"Oh, if it's about money, I do not mind. That is a thing which must be attended to. But Stacy, dear, don't let them keep you long; but go at onst, and right back."
"The moment those rich old fellows will let me off—the very moment, dear!" cried the model husband, waving his hand airily toward the bed, and taking up both hat and cane; "so try and sleep."
CHAPTER XXVIII.
JUST FIFTY POUNDS.
Mrs. Stacy, thus reminded of her own needs, began to moan softly among her pillows, and called out to the walls and windows that she wished, if that pain was going to keep on so, that she never had been born. If it wasn't that she had the very best husband that ever drew breath, she would just give up, and want to die; but for his sake she would try and worry through.
Stacy was far out of reach both of the moans and this conjugal tribute to his goodness, for he had hastened to join that bank messenger who, somehow, took the form of his old sweetheart, and shaded him now and then with a coquettish bend of her parasol.
"Found your cane," observed Maggie, glancing at the ponderous gold-headed affair in the hand of her old lover.

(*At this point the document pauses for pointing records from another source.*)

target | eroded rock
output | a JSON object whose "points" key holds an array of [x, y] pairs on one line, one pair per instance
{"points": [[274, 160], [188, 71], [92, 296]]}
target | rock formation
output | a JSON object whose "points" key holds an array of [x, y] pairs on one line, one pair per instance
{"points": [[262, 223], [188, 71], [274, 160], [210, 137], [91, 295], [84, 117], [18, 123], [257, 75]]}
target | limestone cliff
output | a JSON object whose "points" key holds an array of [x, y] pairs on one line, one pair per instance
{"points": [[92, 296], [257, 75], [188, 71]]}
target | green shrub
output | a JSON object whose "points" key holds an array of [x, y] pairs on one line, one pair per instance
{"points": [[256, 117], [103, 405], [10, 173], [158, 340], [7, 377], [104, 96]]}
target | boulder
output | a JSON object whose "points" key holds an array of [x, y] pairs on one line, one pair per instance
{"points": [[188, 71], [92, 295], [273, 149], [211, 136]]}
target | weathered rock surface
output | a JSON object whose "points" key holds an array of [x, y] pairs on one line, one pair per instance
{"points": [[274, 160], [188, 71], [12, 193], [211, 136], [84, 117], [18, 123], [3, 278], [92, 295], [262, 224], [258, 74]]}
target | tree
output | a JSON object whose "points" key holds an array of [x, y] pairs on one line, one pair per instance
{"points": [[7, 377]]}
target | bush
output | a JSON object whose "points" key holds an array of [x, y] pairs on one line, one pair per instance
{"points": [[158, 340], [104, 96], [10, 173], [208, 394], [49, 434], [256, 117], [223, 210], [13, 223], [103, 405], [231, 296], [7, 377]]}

"Oh, yes; no trouble; had just stood it up in a corner of the parlor."
Maggie laughed a little under the cover of her parasol, but kept a discreet silence about the locked door until she was snugly seated in the park, with Stacy crowded close to her side.
"Ah," he said, heaving a sigh that lifted the white vest like a snow-bank, "this is something like happiness! If you could only know what your haughtiness has driven me to—but it is no use trying to make you understand! Look at me, Miss Maggie! Am I the same man that adored you so? Don't answer. I am, I am, for—Harriet, forgive me, I love you yet—I love you yet!"